When he was a youngster in Gulf Breeze, Fla., Baldwin found fellowship and purpose in a community center run out of a Salvation Army. He wants to give kids here that same opportunity, but he envisions the Renton center being a hub for all ages and backgrounds.


“When I walked into that building as a kid, you knew everybody there, and they knew you,” he said. “It was just an environment where you felt safe, which on top of everything else was probably most important, because when you feel safe, you’re free to explore, you’re free to be curious, free to learn.

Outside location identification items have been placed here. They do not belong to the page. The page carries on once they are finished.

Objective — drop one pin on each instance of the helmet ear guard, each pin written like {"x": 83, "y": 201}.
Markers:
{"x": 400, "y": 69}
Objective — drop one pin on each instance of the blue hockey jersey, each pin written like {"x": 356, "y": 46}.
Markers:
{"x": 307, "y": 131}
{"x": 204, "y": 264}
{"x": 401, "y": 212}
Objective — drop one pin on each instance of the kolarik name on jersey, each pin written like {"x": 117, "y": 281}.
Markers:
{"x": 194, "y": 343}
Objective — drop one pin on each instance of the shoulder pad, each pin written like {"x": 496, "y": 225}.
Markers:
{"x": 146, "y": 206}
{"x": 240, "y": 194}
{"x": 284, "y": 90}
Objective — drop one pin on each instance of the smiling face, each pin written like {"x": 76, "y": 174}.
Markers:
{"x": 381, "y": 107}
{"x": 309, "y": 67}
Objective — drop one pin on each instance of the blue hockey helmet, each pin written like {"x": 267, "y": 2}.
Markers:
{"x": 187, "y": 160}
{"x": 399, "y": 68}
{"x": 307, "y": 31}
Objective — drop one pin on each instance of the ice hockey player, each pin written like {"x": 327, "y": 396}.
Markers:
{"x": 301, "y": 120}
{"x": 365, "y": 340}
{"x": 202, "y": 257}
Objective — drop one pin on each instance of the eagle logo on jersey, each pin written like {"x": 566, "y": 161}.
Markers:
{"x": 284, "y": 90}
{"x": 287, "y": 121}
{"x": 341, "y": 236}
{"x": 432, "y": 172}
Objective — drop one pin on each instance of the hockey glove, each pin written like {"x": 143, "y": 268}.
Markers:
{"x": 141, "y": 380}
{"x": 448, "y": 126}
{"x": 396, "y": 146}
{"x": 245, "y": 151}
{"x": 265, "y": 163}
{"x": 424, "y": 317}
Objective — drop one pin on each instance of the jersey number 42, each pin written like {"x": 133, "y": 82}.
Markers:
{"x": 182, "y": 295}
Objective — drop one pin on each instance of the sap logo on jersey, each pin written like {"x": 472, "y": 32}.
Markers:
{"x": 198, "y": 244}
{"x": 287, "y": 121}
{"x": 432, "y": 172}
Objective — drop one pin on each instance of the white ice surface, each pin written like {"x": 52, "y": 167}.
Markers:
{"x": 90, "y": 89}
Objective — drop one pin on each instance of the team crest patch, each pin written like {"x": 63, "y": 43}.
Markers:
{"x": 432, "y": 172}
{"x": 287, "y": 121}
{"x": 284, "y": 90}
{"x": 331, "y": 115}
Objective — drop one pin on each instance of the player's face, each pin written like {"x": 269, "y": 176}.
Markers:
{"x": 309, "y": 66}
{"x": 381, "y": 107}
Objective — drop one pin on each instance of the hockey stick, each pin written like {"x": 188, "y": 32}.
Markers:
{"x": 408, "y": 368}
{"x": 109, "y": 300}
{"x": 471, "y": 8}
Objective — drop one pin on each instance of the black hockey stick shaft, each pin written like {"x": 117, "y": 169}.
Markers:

You’re free to fail and still know that someone’s there to pick you up and to help you and support you moving forward.”

That’s the environment Baldwin wants to create in Renton, and the reason he’s attended governmental meetings, stumped for funding and partnerships and been at the forefront in the design and vision of the center.

“This is my project,” Baldwin said – and he can’t help but envision the day when the doors are thrown open for the first time.

“Once people walk through the door and I get to look them in the eye, shake their hands and say, ‘Welcome’ – I think that’s when it’s going to hit me,” he said. “But there’s so much work still to be done.”

It’s the work Baldwin is doing these days, in the shadows of the football facility where he became one of the best in the NFL.

“Projects like bringing something as beautiful as this to life in a community that has wanted it and needs it, that’s the driving force now,” he said.